En el caso de la Ciudad de México históricamente ha albergado a las personas con mayores recursos en el oeste y sur, y al norte y este a las personas con ingresos más bajos. La localización por estrato económico y condición de clase en Guadalajara se mantiene a lo largo del tiempo como en la Ciudad de México, los individuos con mayores ingresos se han localizado hacia el oeste de la ciudad y hacia el este se han asentado las personas con menores ingresos. En ambos casos también se muestra una distribución desigual de los equipamientos, comercios, servicios no sólo en cantidad sino también en calidad.
Nuestra discusión acerca del derecho a la ciudad no sólo es un aporte teórico, es también un movimiento reivindicatorio que pretende mostrar las desigualdades urbanas abonando a la ya tradicional discusión sobre el derecho a la vivienda, a un medioambiente sano, pero también mostrar el derecho que tenemos todos acceder y disfrutar de manera equitativa a todos los espacios de la ciudad.

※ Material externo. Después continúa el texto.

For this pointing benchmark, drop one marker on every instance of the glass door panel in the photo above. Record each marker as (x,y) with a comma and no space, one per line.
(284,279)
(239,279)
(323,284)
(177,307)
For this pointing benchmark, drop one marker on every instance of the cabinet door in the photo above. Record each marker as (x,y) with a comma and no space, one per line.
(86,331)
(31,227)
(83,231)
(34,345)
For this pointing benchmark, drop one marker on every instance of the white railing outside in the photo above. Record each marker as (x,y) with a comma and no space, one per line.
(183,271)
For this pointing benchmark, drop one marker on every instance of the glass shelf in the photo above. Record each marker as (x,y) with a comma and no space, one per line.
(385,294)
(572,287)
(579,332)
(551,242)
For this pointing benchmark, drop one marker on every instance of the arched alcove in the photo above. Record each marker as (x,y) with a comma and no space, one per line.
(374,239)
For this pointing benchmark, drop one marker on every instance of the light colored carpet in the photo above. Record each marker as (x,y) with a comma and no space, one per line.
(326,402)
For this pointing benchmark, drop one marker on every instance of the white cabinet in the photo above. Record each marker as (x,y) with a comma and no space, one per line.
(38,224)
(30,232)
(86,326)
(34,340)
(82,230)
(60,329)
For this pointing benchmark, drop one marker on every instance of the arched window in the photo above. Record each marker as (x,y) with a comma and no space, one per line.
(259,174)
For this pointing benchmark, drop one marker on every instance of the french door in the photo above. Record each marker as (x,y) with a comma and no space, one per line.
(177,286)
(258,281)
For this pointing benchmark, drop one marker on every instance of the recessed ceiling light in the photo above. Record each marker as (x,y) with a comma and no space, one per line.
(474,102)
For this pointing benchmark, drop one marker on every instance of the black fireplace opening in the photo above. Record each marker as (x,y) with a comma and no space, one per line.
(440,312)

Pero ¿qué requeriríamos para ejercer plenamente nuestro derecho a la ciudad? Quizá como ejercicio de construcción de ciudadanía bastaría con aceptar que hemos reproducido las desigualdades urbanas ejerciendo la violencia simbólica, esa violencia a la que Pierre Bourdieu llamaba “soterrada” porque está tan imbricada en los seres humanos que no hemos percibido que somos nosotros los que la reproducimos cuando no permitimos el uso y disfrute de todos los espacios a todos los habitantes de la ciudad. Por tanto, nuestra clase social, nuestro color de la piel, nuestro nivel de ingreso, nuestro nivel de escolaridad, nuestro sexo, nuestras preferencias sexuales no deberían de ser utilizadas para diferenciarnos y mucho menos limitativas para vivir las ciudades. Corresponde al Estado y a sus ciudadanos construir nuevos modelos de hacer ciudad, pero también aceptarlos y vivirlos a cabalidad.